When the Police Benevolent Association, the city’s largest police union, sued the city in October 2021, it sought an order from the court that would stop the further enforcement of the vaccine mandate and a declaration that the DOH was overreaching its powers. The PBA also sought the reinstatement of members who were fired, plus back pay and damages.

The judge ruled in the PBA’s favor, including the reinstatement of all officers who were terminated for not following the COVID-19 vaccine requirements. Frank said that the city overstepped its enforcement powers by firing or putting unvaccinated officers on leave.
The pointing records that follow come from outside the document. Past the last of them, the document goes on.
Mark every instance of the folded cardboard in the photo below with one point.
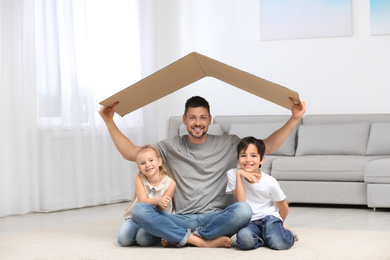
(189, 69)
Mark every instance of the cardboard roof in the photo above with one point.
(189, 69)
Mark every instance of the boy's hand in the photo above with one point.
(250, 177)
(107, 113)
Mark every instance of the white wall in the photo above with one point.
(333, 75)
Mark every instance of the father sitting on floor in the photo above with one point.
(205, 215)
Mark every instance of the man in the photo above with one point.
(205, 215)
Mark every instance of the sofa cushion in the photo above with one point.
(214, 129)
(339, 139)
(262, 131)
(321, 168)
(379, 139)
(378, 171)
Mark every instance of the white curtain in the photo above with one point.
(58, 60)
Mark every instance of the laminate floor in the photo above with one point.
(300, 216)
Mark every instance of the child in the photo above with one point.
(265, 197)
(153, 186)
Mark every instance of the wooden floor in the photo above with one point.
(300, 216)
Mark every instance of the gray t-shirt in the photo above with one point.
(200, 171)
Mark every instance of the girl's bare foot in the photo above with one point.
(166, 243)
(221, 241)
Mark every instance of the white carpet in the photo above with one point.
(97, 240)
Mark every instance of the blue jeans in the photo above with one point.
(130, 234)
(267, 231)
(176, 229)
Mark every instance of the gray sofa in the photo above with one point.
(327, 159)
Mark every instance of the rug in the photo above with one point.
(97, 240)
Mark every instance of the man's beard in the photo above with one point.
(197, 137)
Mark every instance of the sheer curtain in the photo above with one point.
(58, 60)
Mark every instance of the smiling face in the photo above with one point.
(148, 163)
(249, 159)
(197, 121)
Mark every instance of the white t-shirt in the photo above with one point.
(152, 192)
(261, 196)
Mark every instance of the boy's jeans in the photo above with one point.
(176, 229)
(269, 231)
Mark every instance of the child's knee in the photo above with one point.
(248, 240)
(281, 242)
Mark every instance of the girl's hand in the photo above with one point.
(164, 202)
(250, 177)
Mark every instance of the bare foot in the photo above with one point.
(166, 243)
(221, 241)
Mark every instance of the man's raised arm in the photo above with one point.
(126, 148)
(276, 139)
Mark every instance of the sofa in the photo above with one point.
(327, 159)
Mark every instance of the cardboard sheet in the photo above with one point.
(186, 71)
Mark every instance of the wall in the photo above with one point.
(334, 75)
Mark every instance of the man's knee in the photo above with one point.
(246, 240)
(125, 241)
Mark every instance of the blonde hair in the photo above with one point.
(163, 168)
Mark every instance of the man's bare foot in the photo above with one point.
(221, 241)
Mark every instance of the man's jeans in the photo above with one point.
(130, 234)
(176, 229)
(267, 231)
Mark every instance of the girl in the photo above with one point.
(263, 193)
(154, 186)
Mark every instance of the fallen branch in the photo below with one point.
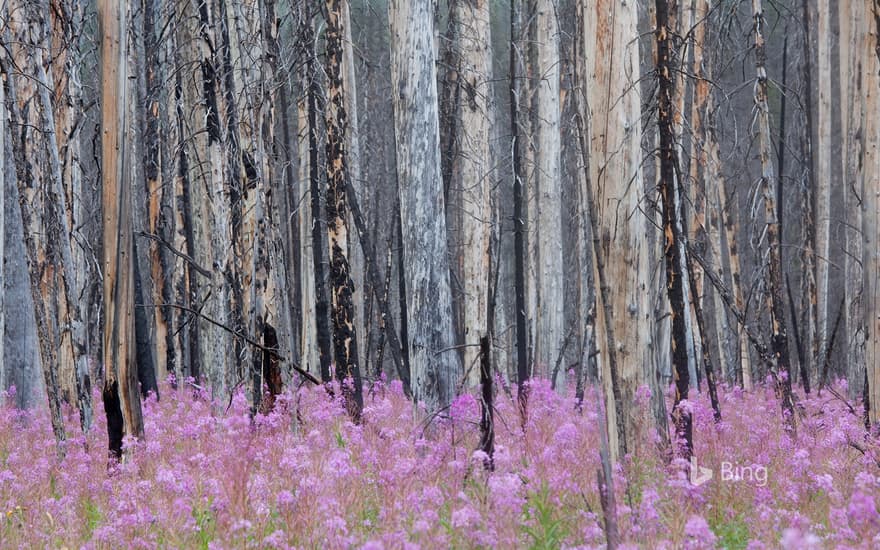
(305, 374)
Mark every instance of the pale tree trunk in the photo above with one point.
(731, 246)
(21, 340)
(352, 137)
(545, 195)
(822, 162)
(66, 22)
(852, 36)
(776, 304)
(625, 321)
(308, 325)
(44, 212)
(3, 366)
(871, 209)
(345, 345)
(471, 171)
(121, 395)
(209, 196)
(436, 367)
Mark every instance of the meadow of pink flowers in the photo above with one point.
(304, 476)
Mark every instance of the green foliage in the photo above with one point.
(207, 524)
(548, 529)
(732, 534)
(93, 516)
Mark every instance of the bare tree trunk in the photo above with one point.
(852, 63)
(470, 179)
(823, 180)
(436, 368)
(809, 322)
(357, 258)
(308, 319)
(342, 286)
(545, 193)
(776, 302)
(3, 276)
(121, 395)
(612, 66)
(871, 210)
(522, 359)
(673, 227)
(44, 212)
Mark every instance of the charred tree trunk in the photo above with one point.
(673, 226)
(342, 286)
(122, 399)
(522, 366)
(871, 213)
(319, 245)
(487, 407)
(436, 366)
(776, 301)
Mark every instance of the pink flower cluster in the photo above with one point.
(210, 476)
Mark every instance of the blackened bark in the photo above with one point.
(271, 368)
(146, 368)
(113, 410)
(522, 367)
(487, 418)
(401, 292)
(707, 355)
(319, 245)
(798, 343)
(779, 343)
(342, 287)
(673, 222)
(388, 328)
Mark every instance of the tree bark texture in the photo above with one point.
(436, 367)
(121, 394)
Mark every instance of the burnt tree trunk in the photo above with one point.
(776, 300)
(342, 287)
(673, 221)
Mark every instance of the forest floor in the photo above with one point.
(304, 476)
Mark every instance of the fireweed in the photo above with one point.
(210, 476)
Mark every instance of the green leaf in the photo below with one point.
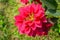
(51, 4)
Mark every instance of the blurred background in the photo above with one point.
(8, 31)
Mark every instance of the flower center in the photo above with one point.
(30, 17)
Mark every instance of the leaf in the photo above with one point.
(51, 4)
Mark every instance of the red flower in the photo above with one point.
(32, 20)
(27, 1)
(24, 1)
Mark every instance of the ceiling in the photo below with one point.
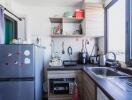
(50, 2)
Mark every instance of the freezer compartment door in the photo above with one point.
(16, 61)
(17, 90)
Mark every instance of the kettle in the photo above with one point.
(101, 59)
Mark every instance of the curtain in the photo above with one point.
(2, 26)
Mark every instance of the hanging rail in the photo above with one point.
(11, 12)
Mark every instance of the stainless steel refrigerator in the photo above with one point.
(21, 72)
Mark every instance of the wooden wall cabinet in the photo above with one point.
(93, 25)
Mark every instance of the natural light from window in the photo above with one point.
(116, 29)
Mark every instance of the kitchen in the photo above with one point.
(65, 50)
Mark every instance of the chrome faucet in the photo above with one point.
(112, 62)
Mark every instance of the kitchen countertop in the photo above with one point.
(110, 89)
(78, 67)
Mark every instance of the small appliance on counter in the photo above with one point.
(83, 55)
(69, 62)
(56, 61)
(21, 72)
(62, 86)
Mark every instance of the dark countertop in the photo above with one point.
(78, 67)
(109, 88)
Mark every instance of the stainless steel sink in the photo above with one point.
(106, 72)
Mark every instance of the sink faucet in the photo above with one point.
(112, 62)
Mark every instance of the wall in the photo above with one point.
(38, 25)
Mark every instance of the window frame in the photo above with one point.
(106, 24)
(128, 34)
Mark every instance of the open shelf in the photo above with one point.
(65, 20)
(57, 36)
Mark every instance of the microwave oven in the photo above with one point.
(62, 87)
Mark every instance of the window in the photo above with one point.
(115, 28)
(129, 32)
(10, 29)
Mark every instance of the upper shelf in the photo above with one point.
(65, 20)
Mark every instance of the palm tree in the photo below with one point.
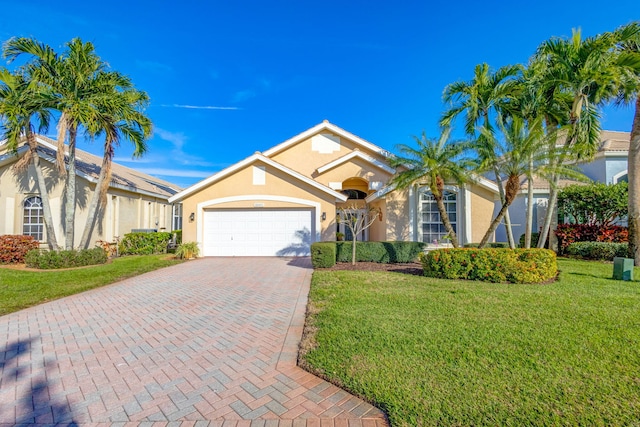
(20, 102)
(535, 102)
(514, 157)
(628, 45)
(585, 70)
(487, 93)
(121, 118)
(82, 85)
(435, 162)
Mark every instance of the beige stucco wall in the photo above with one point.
(398, 216)
(482, 204)
(353, 168)
(123, 212)
(303, 159)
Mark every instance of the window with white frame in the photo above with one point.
(33, 220)
(177, 217)
(432, 227)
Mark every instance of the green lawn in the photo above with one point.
(438, 352)
(20, 289)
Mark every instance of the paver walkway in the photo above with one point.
(208, 342)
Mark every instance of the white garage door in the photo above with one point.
(257, 232)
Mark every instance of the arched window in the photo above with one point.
(33, 221)
(354, 194)
(432, 227)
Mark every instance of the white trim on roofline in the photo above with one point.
(325, 125)
(246, 162)
(367, 158)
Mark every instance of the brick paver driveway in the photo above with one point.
(208, 342)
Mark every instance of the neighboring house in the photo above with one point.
(134, 200)
(280, 201)
(609, 166)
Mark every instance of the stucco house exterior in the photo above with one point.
(279, 201)
(134, 200)
(608, 166)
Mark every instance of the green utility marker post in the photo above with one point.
(623, 268)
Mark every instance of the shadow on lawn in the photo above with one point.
(36, 405)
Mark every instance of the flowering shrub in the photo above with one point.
(491, 265)
(13, 248)
(571, 233)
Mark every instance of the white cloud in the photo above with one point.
(243, 95)
(198, 107)
(183, 173)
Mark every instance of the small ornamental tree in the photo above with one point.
(597, 204)
(357, 220)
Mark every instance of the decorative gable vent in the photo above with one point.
(325, 143)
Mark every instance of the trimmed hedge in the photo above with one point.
(382, 252)
(145, 243)
(13, 248)
(604, 251)
(572, 233)
(65, 259)
(491, 265)
(323, 254)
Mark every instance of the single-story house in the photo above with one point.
(279, 201)
(134, 200)
(609, 166)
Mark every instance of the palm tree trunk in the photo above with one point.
(70, 191)
(529, 220)
(96, 199)
(507, 219)
(634, 187)
(444, 216)
(551, 207)
(52, 241)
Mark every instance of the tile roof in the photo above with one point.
(88, 164)
(614, 141)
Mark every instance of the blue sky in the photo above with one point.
(229, 78)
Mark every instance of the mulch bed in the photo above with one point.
(414, 268)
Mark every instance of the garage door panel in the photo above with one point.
(257, 232)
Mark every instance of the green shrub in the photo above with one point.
(605, 251)
(382, 252)
(535, 236)
(489, 245)
(13, 248)
(65, 259)
(323, 254)
(491, 265)
(145, 243)
(188, 250)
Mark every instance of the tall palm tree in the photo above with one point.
(22, 101)
(535, 102)
(485, 95)
(628, 44)
(583, 69)
(434, 162)
(82, 85)
(122, 118)
(515, 156)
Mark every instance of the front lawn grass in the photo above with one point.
(20, 288)
(441, 352)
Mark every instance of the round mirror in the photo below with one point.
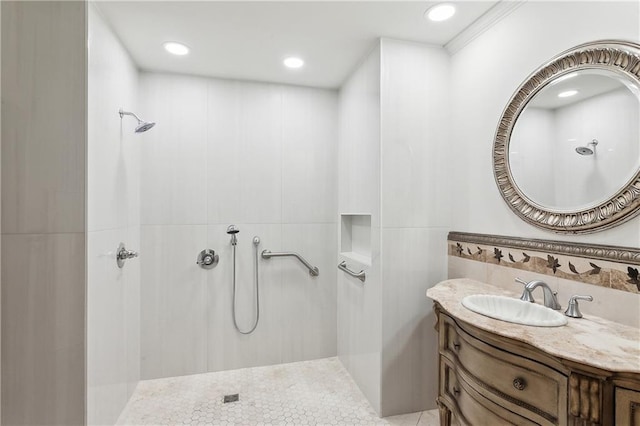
(567, 149)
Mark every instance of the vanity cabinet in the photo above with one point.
(627, 407)
(488, 379)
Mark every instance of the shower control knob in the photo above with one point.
(123, 254)
(207, 259)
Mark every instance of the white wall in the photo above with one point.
(360, 305)
(393, 152)
(44, 112)
(487, 71)
(113, 216)
(262, 157)
(415, 204)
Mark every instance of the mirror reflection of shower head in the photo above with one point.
(585, 150)
(233, 230)
(142, 126)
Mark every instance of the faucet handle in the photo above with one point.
(521, 281)
(573, 310)
(526, 293)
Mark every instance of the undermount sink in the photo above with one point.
(513, 310)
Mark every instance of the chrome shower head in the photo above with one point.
(142, 126)
(585, 150)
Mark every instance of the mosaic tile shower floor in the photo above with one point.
(318, 392)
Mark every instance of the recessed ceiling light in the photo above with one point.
(567, 93)
(293, 62)
(440, 12)
(176, 48)
(564, 78)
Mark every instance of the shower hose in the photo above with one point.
(233, 307)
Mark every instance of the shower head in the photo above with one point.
(233, 230)
(142, 126)
(585, 150)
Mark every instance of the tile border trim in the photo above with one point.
(629, 255)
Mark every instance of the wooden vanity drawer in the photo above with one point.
(524, 386)
(469, 407)
(627, 407)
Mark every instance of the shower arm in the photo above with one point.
(123, 113)
(313, 271)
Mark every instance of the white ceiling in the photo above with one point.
(249, 40)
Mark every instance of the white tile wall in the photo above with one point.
(414, 133)
(309, 146)
(113, 216)
(43, 177)
(173, 169)
(43, 336)
(412, 263)
(251, 152)
(43, 212)
(174, 305)
(359, 305)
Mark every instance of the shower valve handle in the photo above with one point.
(123, 254)
(207, 259)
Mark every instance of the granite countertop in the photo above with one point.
(589, 340)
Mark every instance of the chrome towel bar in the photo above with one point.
(313, 271)
(359, 275)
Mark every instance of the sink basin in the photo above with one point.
(513, 310)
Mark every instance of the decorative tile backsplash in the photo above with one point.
(606, 266)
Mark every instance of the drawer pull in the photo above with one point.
(519, 383)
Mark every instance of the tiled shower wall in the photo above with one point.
(393, 123)
(262, 157)
(113, 216)
(43, 212)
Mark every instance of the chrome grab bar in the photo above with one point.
(313, 271)
(359, 275)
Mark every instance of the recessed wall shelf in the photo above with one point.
(355, 237)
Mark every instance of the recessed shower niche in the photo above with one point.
(355, 237)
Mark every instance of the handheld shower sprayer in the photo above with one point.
(585, 150)
(142, 126)
(233, 230)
He said the limits did not extend past monetary sanctions.

“This decision confirms what we have said from the start: the vaccine mandate was an improper infringement on our members' right to make personal medical decisions in consultation with their own health care professionals. We will continue to fight to protect those rights,” said PBA President Patrick J. Lynch in a statement following Frank's decision on Friday.

The New York City Law Department immediately filed an appeal against the ruling.

The decision came amid Mayor Eric Adams’ announcement earlier this week that the city would drop its vaccine mandates for private companies on Nov. 1.